Pressing ahead with a European AI sector

‘Besides this regulation of systems coming into the EU, Brussels is trying to establish a strong AI sector in Europe. Not only are European companies easier to regulate, but this European collaboration is essential if we are to integrate the huge amounts of data that are required to develop competing AI systems. Brussels is trying to press ahead with this because developments in technology are moving fast. This won’t be easy because policy-making at European level is not a quick process.’

Companies are both lobbyists and experts

‘It is a challenge for Brussels to define clearly in legal terms what is and what is not covered by AI regulation. The big tech companies will play a huge role in this. Clearly they are lobbying against restrictive regulation. But, at the same time, Brussels badly needs their technical knowledge if it is to come up with effective regulations. Otherwise you could end up with regulations that are out of kilter with the technical reality and therefore don’t really help control the issues in the field of AI. In such way these companies will help decide which systems are welcome on the European market and which are not – a dynamic that is clearly open to question.’

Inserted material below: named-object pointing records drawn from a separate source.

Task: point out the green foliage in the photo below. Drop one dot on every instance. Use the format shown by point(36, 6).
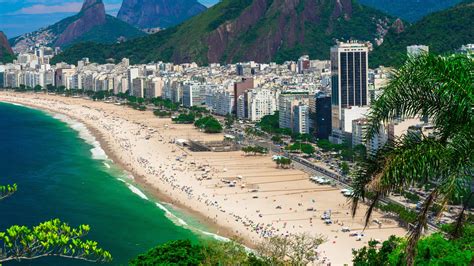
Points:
point(231, 9)
point(410, 10)
point(51, 238)
point(432, 31)
point(7, 191)
point(431, 250)
point(210, 124)
point(183, 252)
point(178, 252)
point(427, 86)
point(406, 215)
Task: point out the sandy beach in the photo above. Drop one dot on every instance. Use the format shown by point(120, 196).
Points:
point(266, 200)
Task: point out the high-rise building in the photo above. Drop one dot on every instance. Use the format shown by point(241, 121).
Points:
point(193, 94)
point(286, 103)
point(349, 71)
point(301, 118)
point(323, 116)
point(239, 90)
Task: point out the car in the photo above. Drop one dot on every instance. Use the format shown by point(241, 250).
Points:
point(347, 192)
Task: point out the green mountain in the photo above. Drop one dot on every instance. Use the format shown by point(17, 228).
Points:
point(241, 30)
point(6, 52)
point(443, 32)
point(410, 10)
point(90, 24)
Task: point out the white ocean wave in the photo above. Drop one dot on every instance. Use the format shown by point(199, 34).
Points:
point(171, 215)
point(137, 191)
point(17, 104)
point(97, 152)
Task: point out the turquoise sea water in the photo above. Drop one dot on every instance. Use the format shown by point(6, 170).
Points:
point(60, 175)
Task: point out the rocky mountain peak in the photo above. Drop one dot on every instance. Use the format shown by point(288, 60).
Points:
point(90, 3)
point(92, 14)
point(158, 13)
point(4, 45)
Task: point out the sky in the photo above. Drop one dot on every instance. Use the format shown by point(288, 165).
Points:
point(21, 16)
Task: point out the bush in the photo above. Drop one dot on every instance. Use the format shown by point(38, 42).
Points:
point(431, 250)
point(179, 252)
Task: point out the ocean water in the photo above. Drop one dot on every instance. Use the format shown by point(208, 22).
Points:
point(62, 173)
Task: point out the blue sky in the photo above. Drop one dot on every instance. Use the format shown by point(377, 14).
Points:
point(22, 16)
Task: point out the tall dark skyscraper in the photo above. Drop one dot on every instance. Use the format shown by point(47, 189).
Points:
point(349, 68)
point(323, 116)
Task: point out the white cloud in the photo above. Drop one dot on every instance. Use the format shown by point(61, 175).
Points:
point(72, 7)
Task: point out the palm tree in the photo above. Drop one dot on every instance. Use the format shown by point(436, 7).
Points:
point(442, 90)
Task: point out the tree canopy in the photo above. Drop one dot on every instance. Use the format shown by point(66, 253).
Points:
point(440, 89)
point(50, 238)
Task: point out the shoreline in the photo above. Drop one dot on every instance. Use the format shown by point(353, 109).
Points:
point(216, 231)
point(238, 212)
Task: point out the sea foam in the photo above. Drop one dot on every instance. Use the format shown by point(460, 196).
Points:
point(97, 152)
point(137, 191)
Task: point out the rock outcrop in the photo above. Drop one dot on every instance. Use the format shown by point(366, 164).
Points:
point(4, 45)
point(158, 13)
point(91, 24)
point(92, 14)
point(258, 30)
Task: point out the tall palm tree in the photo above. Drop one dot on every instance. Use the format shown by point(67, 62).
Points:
point(442, 90)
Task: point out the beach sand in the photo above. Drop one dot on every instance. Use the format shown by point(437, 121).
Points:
point(142, 144)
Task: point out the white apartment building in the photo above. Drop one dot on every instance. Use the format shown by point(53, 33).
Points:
point(261, 102)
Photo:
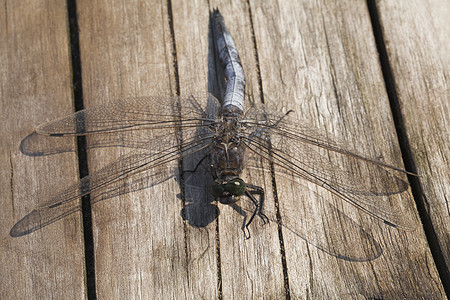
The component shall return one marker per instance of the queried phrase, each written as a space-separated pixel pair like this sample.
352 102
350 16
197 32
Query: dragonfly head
228 191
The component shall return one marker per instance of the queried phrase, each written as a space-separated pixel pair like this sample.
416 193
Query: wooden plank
320 60
140 250
35 81
417 38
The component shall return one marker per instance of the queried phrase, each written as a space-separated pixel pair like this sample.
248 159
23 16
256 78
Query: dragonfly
228 136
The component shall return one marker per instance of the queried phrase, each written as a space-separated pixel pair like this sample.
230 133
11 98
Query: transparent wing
136 113
167 140
313 156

Outlining future scenarios

‘In our research we will start by mapping what’s happening at the moment: to what extent is the EU dependent on the actions of others for effective regulation? Based on that, we will outline future scenarios, giving the advantages and disadvantages of specific choices. We take the view that you mustn’t formulate one approach for all AI systems, or one set of rules that the EU always uses. Depending on the specific AI application, it may be advisable, for example, to sometimes follow the American approach, to make global agreements in another area, and in the case of other problems, to develop our own EU vision and approach.’

The research will start in September 2022 and will run for 5 years.